ROANOKE TIMES 
                      Copyright (c) 1996, Roanoke Times

DATE: Saturday, April 13, 1996               TAG: 9604150042
SECTION: BUSINESS                 PAGE: A-4  EDITION: METRO 
DATELINE: NEW YORK
SOURCE: EVAN RAMSTAD ASSOCIATED PRESS 


YAHOO! COMPANY STRIKES GOLD IN FIRST-DAY TRADING

WHAT'S ITS SECRET? A name that's hard to forget, a free-wheeling spirit, and a strategic partnership with Softbank Corp.

Yahoo! We're rich!

Yahoo Inc. proved Friday that a funny name pays as investors pounced on the company's stock in its first day of trading. Its two founders became instant multimillionaires - on paper.

The frenzy was more evidence of the appeal of Internet-related companies. The Sunnyvale, Calif.-based company provides a way for computer users to search for information on the World Wide Web.

Yahoo's stock, priced at $13 Thursday, opened at $24.50, rose as high as $43 and closed at $33 on the Nasdaq stock market.

About 17 million shares changed hands. The company only issued 2.6 million, 10 percent of its total 25.7 million.

The company ended the day with a market value of $848.1 million. Of course, that's unusual for a company with just $1.4 million in revenue during the last nine months of 1995.

But it follows a pattern with new Internet-related stocks.

Last August, Netscape Communications Corp., leading maker of software for using the World Wide Web, was given a valuation of $2.2 billion on its first day. Its annual revenue at the time was just a few million dollars.

Last week, two of Yahoo's rivals became publicly owned, and their shares also jumped on the first day - though not as high as Yahoo's - before settling lower.

Analysts expect Yahoo's value to fall soon, though interest among Main Street investors may sustain it better than the others.

``It has a wider base of individual investor appeal because more of those investors are using its product,'' said William Smith, analyst at Renaissance Capital Group in Greenwich, Conn., who follows Internet-related stocks.

Yahoo was started in 1994 by two Stanford University graduate students, Jerry Yang and David Filo, who wanted a way to organize the information they had found on the Web portion of the global data network. They each own 5 million shares in the company, worth $165 million as of Friday.

They called the program and the company Yahoo and themselves Chief Yahoos, even on their official filings with federal securities regulators.

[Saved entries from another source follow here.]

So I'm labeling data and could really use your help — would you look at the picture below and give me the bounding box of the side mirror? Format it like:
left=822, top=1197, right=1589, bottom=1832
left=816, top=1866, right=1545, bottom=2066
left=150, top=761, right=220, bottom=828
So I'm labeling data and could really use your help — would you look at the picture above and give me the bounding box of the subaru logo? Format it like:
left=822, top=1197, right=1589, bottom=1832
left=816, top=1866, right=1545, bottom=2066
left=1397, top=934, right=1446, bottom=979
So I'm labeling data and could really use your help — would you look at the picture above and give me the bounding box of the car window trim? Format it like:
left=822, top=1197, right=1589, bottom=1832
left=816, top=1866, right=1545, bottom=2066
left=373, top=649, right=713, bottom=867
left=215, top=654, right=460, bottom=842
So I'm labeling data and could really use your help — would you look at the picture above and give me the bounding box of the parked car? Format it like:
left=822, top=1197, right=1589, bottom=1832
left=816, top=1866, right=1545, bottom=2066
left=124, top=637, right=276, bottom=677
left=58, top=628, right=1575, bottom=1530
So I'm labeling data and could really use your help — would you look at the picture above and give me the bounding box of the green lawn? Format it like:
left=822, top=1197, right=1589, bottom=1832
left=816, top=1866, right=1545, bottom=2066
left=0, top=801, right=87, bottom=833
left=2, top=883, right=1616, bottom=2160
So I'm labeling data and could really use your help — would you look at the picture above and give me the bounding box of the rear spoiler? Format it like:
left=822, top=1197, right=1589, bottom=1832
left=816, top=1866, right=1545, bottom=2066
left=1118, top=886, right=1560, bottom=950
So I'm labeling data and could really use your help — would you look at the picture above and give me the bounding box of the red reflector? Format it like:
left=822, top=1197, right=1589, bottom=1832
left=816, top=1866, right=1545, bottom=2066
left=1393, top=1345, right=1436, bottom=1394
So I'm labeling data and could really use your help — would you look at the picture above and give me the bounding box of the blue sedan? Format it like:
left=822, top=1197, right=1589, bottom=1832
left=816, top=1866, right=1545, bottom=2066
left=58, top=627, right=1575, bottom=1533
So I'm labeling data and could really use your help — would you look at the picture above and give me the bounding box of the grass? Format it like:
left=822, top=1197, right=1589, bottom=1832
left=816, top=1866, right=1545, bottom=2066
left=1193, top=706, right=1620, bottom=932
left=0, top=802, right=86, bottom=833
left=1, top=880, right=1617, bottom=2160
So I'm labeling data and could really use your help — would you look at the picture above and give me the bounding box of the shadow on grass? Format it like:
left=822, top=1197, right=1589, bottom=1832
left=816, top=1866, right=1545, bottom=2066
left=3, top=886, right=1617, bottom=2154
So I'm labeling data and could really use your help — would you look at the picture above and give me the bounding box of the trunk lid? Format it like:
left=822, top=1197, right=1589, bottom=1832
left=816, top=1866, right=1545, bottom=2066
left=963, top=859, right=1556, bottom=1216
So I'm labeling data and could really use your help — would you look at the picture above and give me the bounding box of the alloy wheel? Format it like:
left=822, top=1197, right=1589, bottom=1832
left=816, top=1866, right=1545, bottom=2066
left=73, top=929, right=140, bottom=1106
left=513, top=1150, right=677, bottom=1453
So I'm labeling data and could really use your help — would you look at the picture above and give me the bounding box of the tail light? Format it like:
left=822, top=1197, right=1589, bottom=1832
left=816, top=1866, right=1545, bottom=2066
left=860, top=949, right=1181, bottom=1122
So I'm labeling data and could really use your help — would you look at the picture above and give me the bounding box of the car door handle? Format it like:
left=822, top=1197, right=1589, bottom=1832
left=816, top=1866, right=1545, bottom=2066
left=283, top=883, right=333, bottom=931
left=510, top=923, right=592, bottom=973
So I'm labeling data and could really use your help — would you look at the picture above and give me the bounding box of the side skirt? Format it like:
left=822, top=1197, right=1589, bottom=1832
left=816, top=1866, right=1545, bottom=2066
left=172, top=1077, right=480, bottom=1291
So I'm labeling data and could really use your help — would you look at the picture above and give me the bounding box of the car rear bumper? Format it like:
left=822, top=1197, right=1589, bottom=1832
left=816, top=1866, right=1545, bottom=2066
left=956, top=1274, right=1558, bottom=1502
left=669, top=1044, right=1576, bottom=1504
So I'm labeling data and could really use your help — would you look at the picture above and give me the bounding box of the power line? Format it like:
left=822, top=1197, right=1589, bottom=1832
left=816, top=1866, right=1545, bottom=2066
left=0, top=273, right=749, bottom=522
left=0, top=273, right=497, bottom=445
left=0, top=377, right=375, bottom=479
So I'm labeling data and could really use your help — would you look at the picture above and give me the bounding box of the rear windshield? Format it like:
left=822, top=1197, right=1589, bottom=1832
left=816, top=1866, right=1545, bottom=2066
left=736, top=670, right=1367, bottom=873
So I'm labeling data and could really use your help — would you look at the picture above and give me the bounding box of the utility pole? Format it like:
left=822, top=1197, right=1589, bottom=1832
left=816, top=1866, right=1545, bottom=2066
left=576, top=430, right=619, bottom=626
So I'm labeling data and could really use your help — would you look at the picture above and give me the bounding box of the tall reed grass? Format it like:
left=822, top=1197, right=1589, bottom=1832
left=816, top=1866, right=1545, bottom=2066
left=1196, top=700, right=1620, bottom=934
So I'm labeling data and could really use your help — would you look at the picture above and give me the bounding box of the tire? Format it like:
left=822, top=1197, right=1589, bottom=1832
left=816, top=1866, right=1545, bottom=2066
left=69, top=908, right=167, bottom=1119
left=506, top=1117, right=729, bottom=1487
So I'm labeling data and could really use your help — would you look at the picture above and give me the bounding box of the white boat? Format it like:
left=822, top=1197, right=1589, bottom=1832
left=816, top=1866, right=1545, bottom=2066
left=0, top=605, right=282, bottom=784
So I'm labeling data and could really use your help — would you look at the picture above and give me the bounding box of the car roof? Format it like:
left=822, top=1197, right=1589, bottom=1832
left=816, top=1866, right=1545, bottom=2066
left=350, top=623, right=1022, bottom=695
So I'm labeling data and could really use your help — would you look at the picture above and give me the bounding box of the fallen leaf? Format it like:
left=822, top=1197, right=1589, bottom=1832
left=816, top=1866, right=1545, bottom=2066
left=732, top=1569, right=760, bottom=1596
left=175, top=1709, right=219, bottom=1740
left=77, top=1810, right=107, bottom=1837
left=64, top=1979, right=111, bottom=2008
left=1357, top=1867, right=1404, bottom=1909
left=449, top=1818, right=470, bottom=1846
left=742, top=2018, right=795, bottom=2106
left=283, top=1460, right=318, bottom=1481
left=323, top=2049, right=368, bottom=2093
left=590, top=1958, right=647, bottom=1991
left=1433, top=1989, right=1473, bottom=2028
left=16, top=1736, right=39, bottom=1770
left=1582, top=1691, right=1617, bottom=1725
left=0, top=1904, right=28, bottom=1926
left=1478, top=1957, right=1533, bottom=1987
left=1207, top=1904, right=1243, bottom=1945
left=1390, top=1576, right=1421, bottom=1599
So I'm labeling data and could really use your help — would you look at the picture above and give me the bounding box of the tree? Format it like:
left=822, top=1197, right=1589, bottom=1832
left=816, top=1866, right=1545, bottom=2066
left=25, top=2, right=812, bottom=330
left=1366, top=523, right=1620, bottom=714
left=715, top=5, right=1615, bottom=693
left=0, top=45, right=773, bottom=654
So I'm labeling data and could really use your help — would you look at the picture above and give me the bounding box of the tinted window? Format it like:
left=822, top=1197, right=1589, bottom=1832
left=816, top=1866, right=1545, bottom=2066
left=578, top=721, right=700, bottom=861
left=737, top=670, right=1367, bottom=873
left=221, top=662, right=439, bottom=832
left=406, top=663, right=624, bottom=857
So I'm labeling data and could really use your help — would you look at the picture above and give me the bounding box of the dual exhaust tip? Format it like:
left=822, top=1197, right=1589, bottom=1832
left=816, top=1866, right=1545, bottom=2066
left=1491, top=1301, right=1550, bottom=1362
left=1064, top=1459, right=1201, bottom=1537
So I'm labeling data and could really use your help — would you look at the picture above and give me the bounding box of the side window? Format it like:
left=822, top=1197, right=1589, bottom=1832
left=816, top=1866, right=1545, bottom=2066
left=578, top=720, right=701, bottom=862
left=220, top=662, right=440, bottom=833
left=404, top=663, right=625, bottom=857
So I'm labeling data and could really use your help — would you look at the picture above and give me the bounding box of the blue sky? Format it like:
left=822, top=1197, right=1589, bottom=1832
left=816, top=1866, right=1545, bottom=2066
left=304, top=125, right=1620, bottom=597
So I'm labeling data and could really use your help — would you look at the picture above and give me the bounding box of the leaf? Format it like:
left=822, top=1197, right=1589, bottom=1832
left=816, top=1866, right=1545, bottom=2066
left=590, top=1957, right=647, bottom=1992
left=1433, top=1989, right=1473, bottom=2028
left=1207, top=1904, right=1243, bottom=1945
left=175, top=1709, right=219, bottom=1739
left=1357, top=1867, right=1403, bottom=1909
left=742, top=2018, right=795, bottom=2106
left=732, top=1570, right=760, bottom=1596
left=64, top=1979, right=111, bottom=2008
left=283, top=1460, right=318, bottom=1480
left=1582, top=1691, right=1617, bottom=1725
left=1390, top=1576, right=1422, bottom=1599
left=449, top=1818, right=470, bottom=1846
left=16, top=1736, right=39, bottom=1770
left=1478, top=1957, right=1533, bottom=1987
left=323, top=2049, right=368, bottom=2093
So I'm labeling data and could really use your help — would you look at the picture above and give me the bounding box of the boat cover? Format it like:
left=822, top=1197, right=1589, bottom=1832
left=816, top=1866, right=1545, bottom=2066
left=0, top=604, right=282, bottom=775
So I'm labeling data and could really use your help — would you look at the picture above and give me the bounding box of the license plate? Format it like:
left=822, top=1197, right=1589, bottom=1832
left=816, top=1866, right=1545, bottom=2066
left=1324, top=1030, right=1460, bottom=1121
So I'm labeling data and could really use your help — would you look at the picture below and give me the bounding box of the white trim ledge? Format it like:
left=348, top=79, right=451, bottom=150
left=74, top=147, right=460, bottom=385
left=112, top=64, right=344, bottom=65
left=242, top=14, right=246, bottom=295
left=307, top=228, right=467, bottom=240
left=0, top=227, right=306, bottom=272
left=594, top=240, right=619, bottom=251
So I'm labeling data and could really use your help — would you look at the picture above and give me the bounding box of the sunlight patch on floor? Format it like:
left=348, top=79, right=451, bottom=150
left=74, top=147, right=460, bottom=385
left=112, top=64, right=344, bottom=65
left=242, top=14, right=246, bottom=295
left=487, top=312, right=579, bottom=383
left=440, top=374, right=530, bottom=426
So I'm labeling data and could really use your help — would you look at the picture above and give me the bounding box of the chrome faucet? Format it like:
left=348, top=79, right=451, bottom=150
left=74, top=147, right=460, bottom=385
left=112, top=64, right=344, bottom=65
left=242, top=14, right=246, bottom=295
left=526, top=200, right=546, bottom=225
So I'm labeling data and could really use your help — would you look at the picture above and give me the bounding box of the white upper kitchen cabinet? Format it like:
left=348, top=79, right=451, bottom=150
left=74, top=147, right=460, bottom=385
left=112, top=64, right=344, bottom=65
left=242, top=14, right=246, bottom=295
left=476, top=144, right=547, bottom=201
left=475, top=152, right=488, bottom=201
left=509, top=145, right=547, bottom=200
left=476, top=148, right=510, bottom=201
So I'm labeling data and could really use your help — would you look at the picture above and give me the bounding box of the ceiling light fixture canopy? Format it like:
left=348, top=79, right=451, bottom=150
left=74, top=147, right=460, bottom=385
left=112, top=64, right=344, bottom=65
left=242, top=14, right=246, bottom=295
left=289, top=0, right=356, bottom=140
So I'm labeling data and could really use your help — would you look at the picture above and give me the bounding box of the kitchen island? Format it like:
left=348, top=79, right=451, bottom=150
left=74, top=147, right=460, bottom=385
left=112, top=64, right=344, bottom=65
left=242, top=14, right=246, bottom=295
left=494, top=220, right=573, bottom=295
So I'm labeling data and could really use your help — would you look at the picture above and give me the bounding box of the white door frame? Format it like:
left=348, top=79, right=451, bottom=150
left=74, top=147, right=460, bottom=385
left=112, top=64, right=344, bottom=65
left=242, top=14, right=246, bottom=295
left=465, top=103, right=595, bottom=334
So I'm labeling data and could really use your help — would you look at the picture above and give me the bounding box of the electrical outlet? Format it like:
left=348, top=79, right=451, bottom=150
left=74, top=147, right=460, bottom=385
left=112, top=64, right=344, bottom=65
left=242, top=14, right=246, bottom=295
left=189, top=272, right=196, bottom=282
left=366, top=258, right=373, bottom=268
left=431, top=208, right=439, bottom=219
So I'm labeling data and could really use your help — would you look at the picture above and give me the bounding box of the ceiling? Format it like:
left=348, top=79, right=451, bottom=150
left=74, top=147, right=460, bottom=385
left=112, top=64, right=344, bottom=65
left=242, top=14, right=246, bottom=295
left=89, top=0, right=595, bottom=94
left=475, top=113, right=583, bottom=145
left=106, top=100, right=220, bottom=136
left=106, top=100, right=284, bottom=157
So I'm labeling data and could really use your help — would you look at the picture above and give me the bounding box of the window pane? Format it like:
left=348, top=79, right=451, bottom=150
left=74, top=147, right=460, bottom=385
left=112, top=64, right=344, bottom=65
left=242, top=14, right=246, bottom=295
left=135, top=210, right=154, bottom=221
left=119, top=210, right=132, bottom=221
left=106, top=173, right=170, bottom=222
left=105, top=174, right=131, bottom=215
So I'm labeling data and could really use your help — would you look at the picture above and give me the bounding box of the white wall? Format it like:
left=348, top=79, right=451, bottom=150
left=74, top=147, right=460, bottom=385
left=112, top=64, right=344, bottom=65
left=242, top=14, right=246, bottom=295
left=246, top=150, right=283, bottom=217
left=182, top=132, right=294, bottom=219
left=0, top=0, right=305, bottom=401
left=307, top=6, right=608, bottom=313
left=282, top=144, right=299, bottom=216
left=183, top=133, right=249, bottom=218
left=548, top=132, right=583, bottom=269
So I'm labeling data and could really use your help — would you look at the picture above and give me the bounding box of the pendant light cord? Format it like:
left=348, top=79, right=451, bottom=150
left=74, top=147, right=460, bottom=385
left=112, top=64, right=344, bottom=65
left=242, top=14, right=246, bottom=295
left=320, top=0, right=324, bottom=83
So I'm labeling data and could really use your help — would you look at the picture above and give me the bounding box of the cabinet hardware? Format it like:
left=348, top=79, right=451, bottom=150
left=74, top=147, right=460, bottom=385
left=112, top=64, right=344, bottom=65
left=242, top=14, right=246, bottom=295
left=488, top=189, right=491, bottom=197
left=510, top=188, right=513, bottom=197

For people who needed one, they came up with a meaning for Yahoo - ``Yet Another Hierarchical Officious Oracle.''

The name may be a key reason for their success. It is simple to remember, making its Web address (www.yahoo.com) simple too, and embodies the free-wheeling spirit some associate with the Internet.

``They've done an exceptionally good job of placing themselves in the public consciousness,'' said David Coursey, editor of PC Letter.

``It's a little like Colgate toothpaste with MFP,'' he said. ``Yahoo is somehow perceived as having a secret ingredient that makes them better.''

Yahoo's secret may be its strategic partnership with Softbank Corp., Japan's biggest software distribution partner. Softbank raised its stake in Yahoo to 9.5 million shares before the initial public offering. It also owns Ziff-Davis Publishing Co., the largest chain of computer trade publications, and plans are under way for a Yahoo magazine.

``Their business plan is better because it really talks about building a diversified media company with different kinds of properties,'' said Tony Perkins, publisher of The Red Herring, a technology finance magazine.